Uno tra i capolavori della letteratura musicale del novecento fu composto  presso lo Stalag VIII  A di Görlitz: è il “Quatour pour la fin du temps”,  per violino, clarinetto, violoncello e pianoforte di Olivier Messiaen.  Fu ideato, composto e eseguito nell'inverno tra il 1940 e 1941. Al clarinetto mancavano alcune chiavi, al violoncello una corda, e così l'autore decise di non utilizzare quelle note. E' ispirato ad alcuni versetti dell'Apocalisse secondo San Giovanni: “E l'Angelo che avevo visto stare in piedi sul mare e sulla terra, alzò la sua mano al cielo, e giurò per il Vivente ne' secoli de' secoli, che non ci sarà più tempo, ma nei giorni della voce del settimo angelo, quando ei darà fiato alle trombe, si compirà il mistero di Dio”.  Messiaen affermò: “Non ho affatto voluto fare un commento all'Apocalisse, ma soltanto motivare il mio desiderio della cessazione del tempo. E' una musica che culla e che canta, che è nuovo sangue, un gesto eloquente, un profumo sconosciuto, un uccello senza riposo; una musica delle vetrate colorate delle chiese, un vortice di colori complementari, un arcobaleno teologico”.

Tra i Lager un ruolo peculiare lo svolse Theresienstadt, ovvero il Ghetto di Terezin secondo la  denominazione in lingua ceca, costruito dai nazisti a scopo propagandistico. Terezin era  una sorta di città modello ad uso delle ispezioni della Croce Rossa e dei Media degli Stati neutrali, dove fu girato il film di  di Kurt Gerron  “Der Führer schenkt den Juden eine Stadt“, in italiano “Il Führer dona agli ebrei una città”. Tra gli internati vi erano alcuni tra i migliori musicisti europei, come Pavel Haas e Gideon Klein, accanto a Karel Bermann, Carlo Taube, Jarel Reiner, Antonin Rubicek, e l'orchestra jazz “Ghetto Swingers”. A Terezin i prigionieri potevano scegliere quali musiche suonare, allestirono Opere, concerti, con musiche popolari e  anche di avanguardia, comprese quelle vietate in tutti i territori sottoposti  all'ordine nazista, come le opere di  Zemlinsky, Schönberg, Haba, Mahler, Bruno Walther, e lo swing di Benny Goodman. Wagner non fu mai eseguito. L'orchestra e il coro degli internati sotto la direzione di Rudolf Schächter eseguirono invece  il “Requiem” di Verdi. Cantanti e orchestrali ebrei diretti da un ateo intonarono musica italiana per una preghiera cattolica in latino medioevale,  alla presenza di Adolf Eichmann. Il giorno successivo il coro fu deportato ad Auschwitz.

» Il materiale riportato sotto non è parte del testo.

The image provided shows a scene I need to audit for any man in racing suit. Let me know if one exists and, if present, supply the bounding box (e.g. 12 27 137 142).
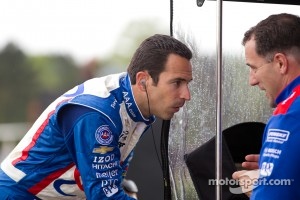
233 13 300 200
0 34 192 200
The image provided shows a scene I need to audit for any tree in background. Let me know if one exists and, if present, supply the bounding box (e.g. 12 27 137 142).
0 43 39 122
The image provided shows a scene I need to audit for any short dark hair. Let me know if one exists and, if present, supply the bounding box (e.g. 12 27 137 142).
127 34 192 84
242 13 300 59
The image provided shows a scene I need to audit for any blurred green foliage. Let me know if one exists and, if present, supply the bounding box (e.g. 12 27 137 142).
0 19 169 123
0 43 80 123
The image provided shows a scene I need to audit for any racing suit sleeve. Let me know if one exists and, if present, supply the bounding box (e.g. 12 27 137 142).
61 106 133 200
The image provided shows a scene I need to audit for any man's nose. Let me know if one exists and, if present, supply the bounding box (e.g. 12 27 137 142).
181 85 191 101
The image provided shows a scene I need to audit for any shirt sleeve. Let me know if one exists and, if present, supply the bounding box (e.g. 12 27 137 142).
61 106 133 200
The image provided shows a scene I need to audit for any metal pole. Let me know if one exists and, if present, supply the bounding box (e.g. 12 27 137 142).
215 0 223 200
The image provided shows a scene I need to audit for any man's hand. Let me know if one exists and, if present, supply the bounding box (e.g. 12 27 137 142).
242 154 259 170
232 170 259 197
232 154 259 197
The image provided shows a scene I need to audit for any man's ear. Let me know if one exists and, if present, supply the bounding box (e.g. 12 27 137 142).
273 53 289 74
136 71 149 90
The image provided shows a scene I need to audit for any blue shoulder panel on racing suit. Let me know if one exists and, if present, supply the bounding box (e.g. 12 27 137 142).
0 73 155 200
251 77 300 200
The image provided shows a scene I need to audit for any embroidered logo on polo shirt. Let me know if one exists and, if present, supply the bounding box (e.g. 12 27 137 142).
266 129 290 144
95 125 114 145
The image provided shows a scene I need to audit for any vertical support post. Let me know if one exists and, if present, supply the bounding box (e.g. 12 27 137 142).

Il compositore più illustre che operò a Terezin, anche come critico e organizzatore, fu Viktor Ullmann, personalità straordinaria. “Der Kaiser von Atlantis, oder die Tod-Verweigerung”, ossia “L'imperatore di Atlantide ovvero il Rifiuto della Morte”, allegoria visionaria del regime hitleriano, è parte della sua vastissima produzione. L'opera fu terminata nel 1943 ed eseguita con gli strumenti disponibili, tra cui banjo, sax contralto, clavicembalo, armonium, contrabbasso. Racconta del Regno di Atlantide dove nessuno muore, e tutti sono eternamente infelici, sudditi di Kaiser Overall.

Scrisse Ullmann: “Qui a Terezin, dove anche nella vita quotidiana occorre vincere la materia con il potere della forma, dove qualsiasi cosa in rapporto con le Muse stride così aspramente con ciò che ci circonda, proprio qui si trova la vera scuola dei Maestri, se, come Schiller, si percepisce il segreto di ogni opere d'arte nel tentativo di annichilire la materia grazie alla forma, che è, probabilmente, la più alta missione dell'uomo, sia dell'uomo estetico, che di quello etico”. Ullmann morì nelle camere a gas di Birkenau. Per Greta Hoffmeister, cantante a Terezin, “La musica!, la musica... era la vita!”.

Anche nel Lager di Bolzano di faceva musica. Il deportato Hermann Gurtler compose una Sonata  per violino e pianoforte e un “Rigaudon” per pianoforte. La composizione solistica  è parte della raccolta  “Canti dai Lager /Musik aus dem Lager”. Il CD documenta brani strumentali e vocali provenienti da differenti Campi. Luca Schinai al pianoforte e il Coro diretto da Anita Degano ne sono gli interpreti. Il CD è stato edito dalla Città di Bolzano nel 2005 ed è  disponibile anche presso la Biblioteca Civica.